Introduction
The Labs team at VMRay actively gathers publicly available data to identify any noteworthy malware developments that demand immediate attention. We complement this effort with our internal tracking and monitor events the security community reports to stay up-to-date with the latest changes in the cybersecurity landscape.
In February 2024, the VMRay Labs team has been specifically focused on the following areas:
- Adding new VMRay Threat Identifiers including:
- Detection of services masquerade
- Detection of renaming system utilities
- Amadey VTI
- New YARA rules and updated configuration extractors for malware families, including:
- AutoUI feature enhancements addressing:
- Multi-staged phishing attempt using pages hosted on Adobe InDesign
Now, let’s delve into each topic for a more comprehensive understanding.

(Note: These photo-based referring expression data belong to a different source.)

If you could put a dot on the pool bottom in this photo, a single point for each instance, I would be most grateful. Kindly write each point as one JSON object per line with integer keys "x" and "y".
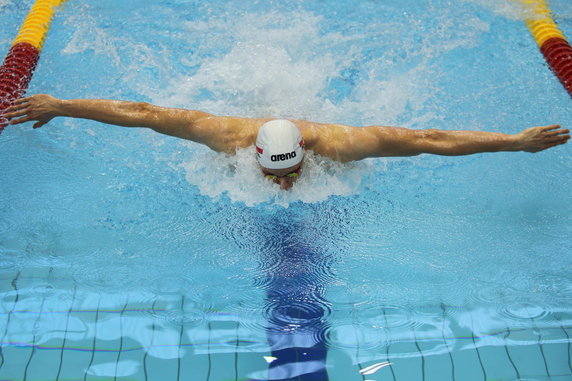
{"x": 57, "y": 333}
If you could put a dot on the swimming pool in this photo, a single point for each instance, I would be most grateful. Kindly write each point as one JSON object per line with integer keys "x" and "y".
{"x": 133, "y": 256}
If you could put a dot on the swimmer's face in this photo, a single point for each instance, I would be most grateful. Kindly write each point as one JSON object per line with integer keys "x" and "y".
{"x": 285, "y": 177}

New VMRay Threat Identifiers
In a few last blog posts, we’ve introduced you to the concept of the VMRay Threat Identifiers (VTIs). In short, VTIs identify threatening or unusual behavior of the analyzed sample and rate the maliciousness on a scale of 1 to 5, with 5 being the most malicious. The VTI score, which greatly contributes to the ultimate Verdict of the sample, is presented to you on the VMRay Platform after a completed analysis.
1) VTI: Detect renaming system utilities
Category: Masquerade
MITRE ATT&CK® Technique: T1036.003
Security software often relies on specific file names and locations to detect and remove malware. By renaming system utilities to something less recognizable or even mimicking legitimate system file names, malware can evade detection by antivirus and other security tools. Now, let’s explain how this technique can be used in a real-life scenario.
As already mentioned, the primary aim of this technique is to evade detection measures. For instance, manipulating rundll32.exe, a legitimate Windows executable tasked with running Dynamic Link Libraries (DLLs), often raises suspicion due to its potential for executing malicious DLLs. By leveraging rundll32.exe, malware can hide its activities within the guise of a legitimate process, complicating detection efforts. Furthermore, this tactic focuses on potential gaps in security tools. Some security solutions may not actively monitor the execution of rundll32.exe, either due to allowlisting mechanisms or to avoid generating false positives from routine system operations. As a result, malware employing this technique exploits unmonitored areas and detection capabilities of security systems.
Additionally, by disguising rundll32 under a different name, malware can bypass certain detection mechanisms that rely on command-line arguments or binary names. This obfuscation not only aids in concealing the malicious intent but also complicates efforts to identify and mitigate the threat.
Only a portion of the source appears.